Glaciers are powerful agents of erosion. They can remove huge masses of material from the landscape through both scraping/scratching the underlying rock surfaces (a process called abrasion) and freezing to rock surfaces and pulling off large pieces (a process called plucking). Glacial erosion leads to distinctively-shaped bedrock forms that are often sculpted and smoothed.
The material eroded by glaciers is carried through the ice as if on a conveyor belt, and is then deposited in a location in the down-ice direction from the material’s source. Most sediment deposited by glaciers is called glacial till; this material contains a mix of grain sizes (everything from clay to large boulders), is not sorted or layered, and often contains a mix of rock types that do not match the local bedrock. Glacial till is sometimes deposited in narrow ridges at the end and along the sides of a glacier. These ridges are called moraines and are useful for marking past positions of the glacier’s end, or terminus. Generally, younger moraines in Greenland, especially those deposited during a recent cold period called the Little Ice Age (~1450-1850 AD), are unvegetated and fresh. Conversely, older moraines in Greenland deposited during the ice recession after the Last Glacial Period are more weathered.

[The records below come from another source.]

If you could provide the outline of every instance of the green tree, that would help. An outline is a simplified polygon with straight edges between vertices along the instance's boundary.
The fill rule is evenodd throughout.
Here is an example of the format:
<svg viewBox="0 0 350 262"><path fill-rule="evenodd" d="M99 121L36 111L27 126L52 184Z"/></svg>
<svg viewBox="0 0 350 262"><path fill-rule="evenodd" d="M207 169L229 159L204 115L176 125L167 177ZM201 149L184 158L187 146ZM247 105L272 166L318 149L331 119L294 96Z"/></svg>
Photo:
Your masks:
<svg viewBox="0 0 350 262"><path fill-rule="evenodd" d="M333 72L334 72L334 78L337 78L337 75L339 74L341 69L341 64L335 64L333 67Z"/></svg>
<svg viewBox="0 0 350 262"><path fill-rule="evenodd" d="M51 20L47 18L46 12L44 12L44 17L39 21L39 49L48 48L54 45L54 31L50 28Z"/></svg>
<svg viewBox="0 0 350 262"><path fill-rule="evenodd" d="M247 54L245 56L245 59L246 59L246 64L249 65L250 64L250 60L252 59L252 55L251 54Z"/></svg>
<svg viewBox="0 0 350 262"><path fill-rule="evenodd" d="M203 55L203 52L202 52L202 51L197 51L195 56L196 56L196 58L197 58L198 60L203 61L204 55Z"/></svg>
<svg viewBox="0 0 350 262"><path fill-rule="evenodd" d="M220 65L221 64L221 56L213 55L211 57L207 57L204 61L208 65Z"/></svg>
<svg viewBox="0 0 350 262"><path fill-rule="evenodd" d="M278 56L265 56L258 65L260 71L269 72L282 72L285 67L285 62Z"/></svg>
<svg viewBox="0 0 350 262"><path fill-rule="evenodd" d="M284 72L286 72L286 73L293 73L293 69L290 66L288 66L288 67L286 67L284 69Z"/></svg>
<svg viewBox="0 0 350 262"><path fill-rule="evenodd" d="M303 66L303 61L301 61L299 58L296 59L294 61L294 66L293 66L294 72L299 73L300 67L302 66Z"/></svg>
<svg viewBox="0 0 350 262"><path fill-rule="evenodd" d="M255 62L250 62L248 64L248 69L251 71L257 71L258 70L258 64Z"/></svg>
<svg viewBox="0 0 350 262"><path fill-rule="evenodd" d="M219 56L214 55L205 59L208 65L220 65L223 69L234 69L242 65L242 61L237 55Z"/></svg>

To complete our study of glacial landforms and processes, we ventured up on the edge of the ice sheet at the end of the dirt road from Kangerlussuaq. Alas, this small area of the ice appears to be stagnant and is no longer flowing (although, fortunately, this also means that it is not crevassed and is therefore safe to walk on). The IGERT group spent a beautiful, sunny afternoon walking on the ice, examining the complex system of meltwater streams flowing on top of the ice sheet’s edge, and seeing sediment embedded in the ice that has been transported from Greenland’s interior.
An important point to remember is that glacial features are visible in most northern areas of the United States too, including around Dartmouth! Next time you find yourself going for a walk in the woods or driving along the road in an area covered by ice during the Last Glacial Period, don’t forget to look for these fingerprints of lost ice. That piece of bedrock you’re standing on could preserve scratches, or striations, formed as an ice sheet several miles thick flowed over the exact area you’re currently standing!